Induan and I ran folded in fields of invisibility, forces that projected our surroundings onto a 360-degree image-bubble that encased us. They worked perfectly when we stood still, and well when we moved.

We passed Keepers harvesting apples and golden-berries, sweet nacks and potatoes. Twice we dodged wagons pulled by squat four-legged animals with thick necks.

Induan’s voice floated from ahead of me in a soft hiss. “Alicia!”

I slowed, reluctant. “Yes?”

“You need to eat.”

“Nag.” But this was her way of telling me she was hungry. We had been running for two hours with no break and needed fuel. I left my mod on. She did too, panting softly as she led me to a nearby bench. My thighs ached and the bottoms of my feet stung. The precisely monitored air temperature cooled my skin while the utter perfection of the gardens crawled up my spine like a thousand ants of irritation.

As soon as we sat down, Induan reminded me how well she could read my mind. “When will you stop running?”

“Are you tired yet?”

“Of course not,” she lied. I was tired, so she was tired. We’d been running for three days.

But it felt damned good, and I wasn’t sure I could stop.

A pile of nuts appeared on the bench between us as Induan laid them out and withdrew her hand. “Bryan is going to stay dead no matter how long you run.”

“And Joseph will still be on his way to join a war,” I finished for her. She was the practical one, the caretaker, the planner, the queen of politics and logistics. I was the risk-taker. These things were decided for us, built into our genetic makeup. Every emotion Induan felt, I felt harder. If she cursed under her breath, I did it so loudly people turned heads.

“Which you can’t stop,” she said in her reasonable voice.

I wasn’t ready to be calm and logical yet. “Maybe a day or two more.”

“We’ll run out of food.”

“We can always harvest a field.”

She snorted. “Don’t the Keepers of the Whatever and Everything on Lopali know where every damned apple is?”

“It might be fun to watch the Keepers search for invisible fairies plucking their riches.” I drank. My flask was half-empty. We’d need to find water as well as food soon. “They won’t care. We’re fucking heroes. They’ll let us have whatever we want.”

“I suspect they won’t forgive stealing. It’s not perfection.”

I reached for my share of the remaining nuts and sucked the salt from them. We could run a few more hours, but then we needed to rest and eat a whole meal. I pulled out my slate. “We can beat the sunset into Charmed for the night or get into SoBright with just half an hour of running in the dark.”

“Let’s go to Charmed.”

I finished the nuts. “I knew you’d say that.”

“We can visit Bryan’s grave. Maybe they finished his statue.”

I wanted to spend another night outside, curled up on a bench or underneath a tree, but my stomach had other ideas. Being a risk-taker was no excuse for complete stupidity. “Okay.”

Her hand found mine again, just a touch this time. She whispered, “Look at me now,” and left.

“I see you,” I whispered to her invisible back. A saying we shared.

A sudden rush of warmth crept through me. Not sexual—we’d never chosen to be lovers. Maybe something more than that, though. Better even than family. She had remained here with me when Joseph and Marcus and Chelo and the others flew off to go get killed in the stupid Maker’s War. “I’m glad you stayed.”

“If I hadn’t, you’d have run all the way around this damned moon.”

Good idea. “We could.”

I heard the slide of her foot on the path and noticed a slight ripple in the rows of ripening tomatoes behind her. “Catch me?” she called.

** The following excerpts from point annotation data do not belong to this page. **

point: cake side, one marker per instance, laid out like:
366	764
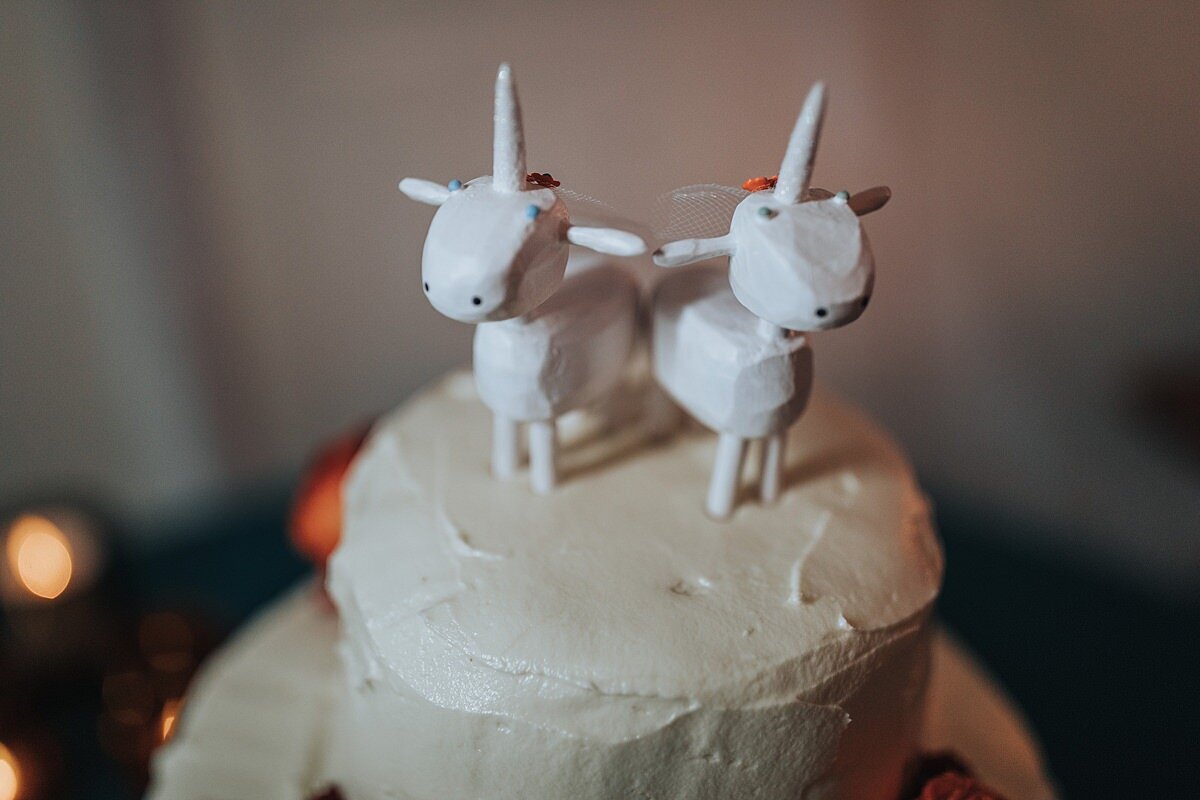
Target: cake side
610	641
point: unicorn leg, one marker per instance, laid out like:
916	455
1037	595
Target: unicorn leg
505	447
543	456
772	475
726	469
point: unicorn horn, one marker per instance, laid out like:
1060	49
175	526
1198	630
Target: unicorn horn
508	144
797	168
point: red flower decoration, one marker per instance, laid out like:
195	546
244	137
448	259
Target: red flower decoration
541	179
316	523
760	184
955	786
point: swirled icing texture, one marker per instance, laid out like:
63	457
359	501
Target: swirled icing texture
610	642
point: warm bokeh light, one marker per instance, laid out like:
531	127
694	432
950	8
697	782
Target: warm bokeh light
316	522
169	716
10	775
40	557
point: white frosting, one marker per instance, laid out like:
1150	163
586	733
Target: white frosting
609	641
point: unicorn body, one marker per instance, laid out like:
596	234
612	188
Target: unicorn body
731	348
496	257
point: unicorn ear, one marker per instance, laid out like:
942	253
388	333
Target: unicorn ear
870	199
425	191
606	240
688	251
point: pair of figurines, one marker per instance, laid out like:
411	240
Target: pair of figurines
729	347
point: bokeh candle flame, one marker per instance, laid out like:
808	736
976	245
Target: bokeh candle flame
40	557
10	775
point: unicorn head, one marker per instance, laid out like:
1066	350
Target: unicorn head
798	257
497	246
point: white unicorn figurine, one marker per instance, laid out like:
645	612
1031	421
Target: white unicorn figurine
730	348
496	256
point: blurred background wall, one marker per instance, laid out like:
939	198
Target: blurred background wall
205	266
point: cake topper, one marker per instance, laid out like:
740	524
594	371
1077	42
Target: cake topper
496	256
730	348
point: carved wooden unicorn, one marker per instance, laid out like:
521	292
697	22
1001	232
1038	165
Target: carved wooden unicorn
496	256
730	348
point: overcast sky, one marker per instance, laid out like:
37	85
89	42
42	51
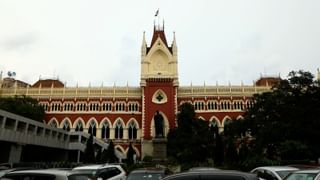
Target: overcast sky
98	41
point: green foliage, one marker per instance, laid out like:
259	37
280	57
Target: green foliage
89	151
108	155
289	113
188	143
293	150
24	106
147	159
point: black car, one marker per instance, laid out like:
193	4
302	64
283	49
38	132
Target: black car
212	175
147	173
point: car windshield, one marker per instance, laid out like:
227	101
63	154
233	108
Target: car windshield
89	172
78	177
301	176
150	176
284	173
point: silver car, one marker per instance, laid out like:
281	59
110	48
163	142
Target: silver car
309	174
273	172
43	174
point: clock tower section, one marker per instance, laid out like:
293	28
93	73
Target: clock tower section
159	84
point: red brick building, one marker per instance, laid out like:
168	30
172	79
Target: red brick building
126	114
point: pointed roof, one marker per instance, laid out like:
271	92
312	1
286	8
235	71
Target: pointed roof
158	32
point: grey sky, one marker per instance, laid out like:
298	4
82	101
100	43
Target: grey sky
85	41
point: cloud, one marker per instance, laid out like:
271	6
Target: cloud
21	42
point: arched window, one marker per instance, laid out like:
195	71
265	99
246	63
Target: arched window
79	126
105	131
92	128
118	130
53	124
66	125
132	131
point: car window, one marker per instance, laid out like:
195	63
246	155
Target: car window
220	177
29	177
147	176
301	176
283	174
108	172
267	175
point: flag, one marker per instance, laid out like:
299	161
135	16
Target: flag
157	12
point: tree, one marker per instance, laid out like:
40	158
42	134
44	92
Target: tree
108	155
24	106
188	143
290	112
89	156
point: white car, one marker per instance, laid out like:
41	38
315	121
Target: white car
103	171
273	172
43	174
308	174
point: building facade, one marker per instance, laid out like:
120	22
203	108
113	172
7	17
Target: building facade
127	114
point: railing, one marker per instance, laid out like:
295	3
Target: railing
18	129
221	90
72	92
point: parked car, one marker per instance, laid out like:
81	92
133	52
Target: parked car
43	174
103	171
147	173
8	170
273	172
216	175
308	174
203	169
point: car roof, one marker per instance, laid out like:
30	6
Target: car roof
96	166
308	171
276	168
203	169
41	171
93	167
148	170
218	172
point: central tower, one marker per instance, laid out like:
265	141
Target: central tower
159	83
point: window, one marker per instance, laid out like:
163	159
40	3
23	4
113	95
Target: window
199	105
79	126
132	131
105	131
106	106
68	106
53	124
119	130
92	128
94	106
66	125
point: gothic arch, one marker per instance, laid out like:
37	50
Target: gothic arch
135	150
119	148
159	97
105	120
65	119
91	119
115	123
166	125
53	122
76	122
215	119
226	119
135	121
240	117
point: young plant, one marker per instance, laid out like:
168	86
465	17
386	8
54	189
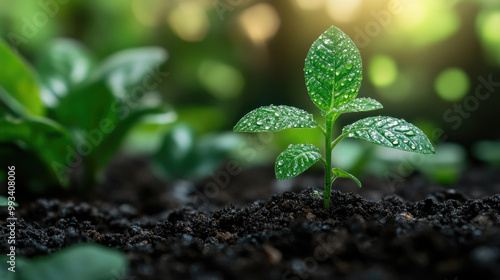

Running felt like joy. I’d run in many kinds of gravity, and Lopali’s was the one I liked the most—just far enough under normal to give my stride some bounce, but I still had weight to push off with. Practice had made us fast.

Possibly she let me catch her. We ran side by side past fields of lettuce and kale and neat golden-berry vines. We passed through an arbor of empty perch-trees with circles of neatly trimmed grass below them, the bottoms of their branches so low that a few brushed my hair.

We turned a corner and Induan stopped so suddenly I ran into her arm. Or maybe she was trying to stop me. “Amalo,” she hissed.

I blinked. Sure enough, the tall flier stood in the middle of the path ahead, arms crossed. He was taller than most humans, and thinner of course. All fliers were thin. His deep gray wings flapped slowly, poised.

I spotted his partner, Marti, just to the left, tucked into the trees to hide her bright red plumage. I should have seen her.

Stupid me.

Amalo was rare—a flier modded to see infrared. Induan and I were as visible as anyone else to him.

Induan and I both turned our mods off, springing into apparent being in a single second as the invisibility fields collapsed around us.

Marti let out a small gasp as she stepped over to the path behind us, effectively blocking retreat.

Amalo’s expression made me feel small and petty.

I swallowed and crossed my arms, imitating his stance. “Hello Amalo, Marti. I’m pleased to see you.”

“Are you?” he asked.

I had begged him for wings. When he’d finally said yes, I’d walked away, frightened. It had been a snap decision to turn my back on a thing I’d begged for.

Even risk-takers get nervous of really big risks.

Since the battle that had taken Bryan’s life had happened moments after I’d walked away from his offer, I’d hoped he hadn’t noticed. I tried to look as proud as I could, as steady, as calm. “I’m ready. I had to get over Bryan first.”

He raised an eyebrow.

Induan poked me in the side, telling me to stop talking.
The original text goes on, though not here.